I find this framing consistently unhelpful, and I want to say why without sounding like someone who thinks the tools aren’t useful. They are. The framing isn’t.

The actual decision

When I’m looking at a piece of work, the question I’m actually asking is: what’s the fastest path to a reliable outcome?

Sometimes that’s AI. More often it’s a combination. Sometimes it’s just running a PowerShell script I wrote two years ago that works perfectly and requires no prompting.

“AI-first” as a directive skips the decision entirely. It assumes the answer before understanding the problem, which is the exact failure mode it’s trying to fix (replacing “we’ve always done it this way” with “we use AI now”).

Where it goes wrong in practice

I’ve seen AI-first thinking produce three specific failure patterns:

Complexity creep. A simple data transformation that could be a ten-line script becomes a prompt chain with retry logic and validation. More moving parts, more things to go wrong.

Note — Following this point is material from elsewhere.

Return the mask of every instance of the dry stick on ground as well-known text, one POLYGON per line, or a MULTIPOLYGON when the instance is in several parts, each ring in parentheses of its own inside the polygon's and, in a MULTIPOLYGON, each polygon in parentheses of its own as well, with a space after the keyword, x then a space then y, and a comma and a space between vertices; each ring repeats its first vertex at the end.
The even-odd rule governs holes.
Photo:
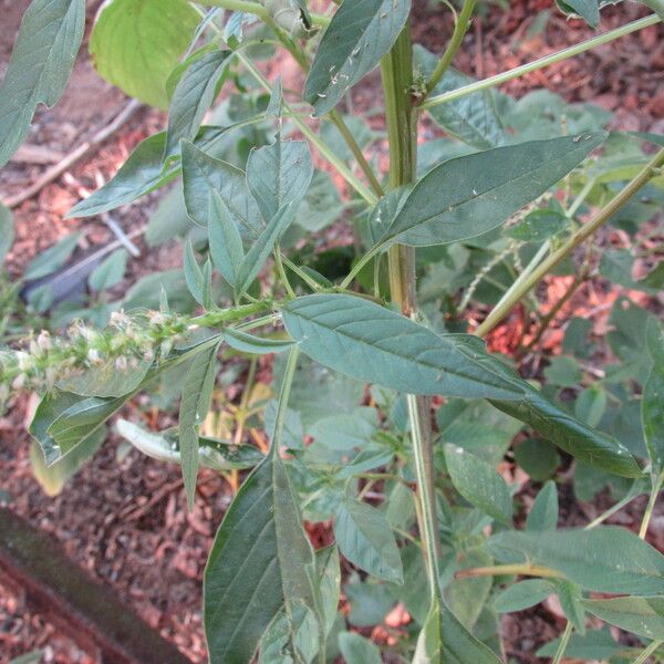
POLYGON ((141 108, 143 104, 136 100, 132 100, 125 107, 115 116, 108 124, 104 123, 101 129, 85 143, 81 144, 72 151, 61 162, 49 168, 38 180, 20 194, 11 196, 4 201, 8 208, 15 208, 21 203, 32 198, 39 194, 46 185, 50 185, 54 179, 59 178, 65 170, 71 168, 76 162, 82 159, 93 147, 96 147, 110 136, 112 136, 120 127, 122 127, 133 115, 141 108))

Confidence without accuracy. AI produces a plausible-sounding answer faster than a correct one. When speed is the goal, you stop checking. This ends badly.

Skill atrophy. If you always reach for AI when you’re stuck, you stop building the mental models that tell you when AI’s answer is wrong. Which is the one thing you actually need.

The framing I prefer

Problem-first. For any given piece of work: what does success look like, what do I actually know about this problem, and what’s the best tool for it?

AI is often the best tool. It’s also sometimes not. The skill is knowing which is which, and that skill requires you to actually think about the problem before opening a chat window.

Boring mental model. Genuinely better results.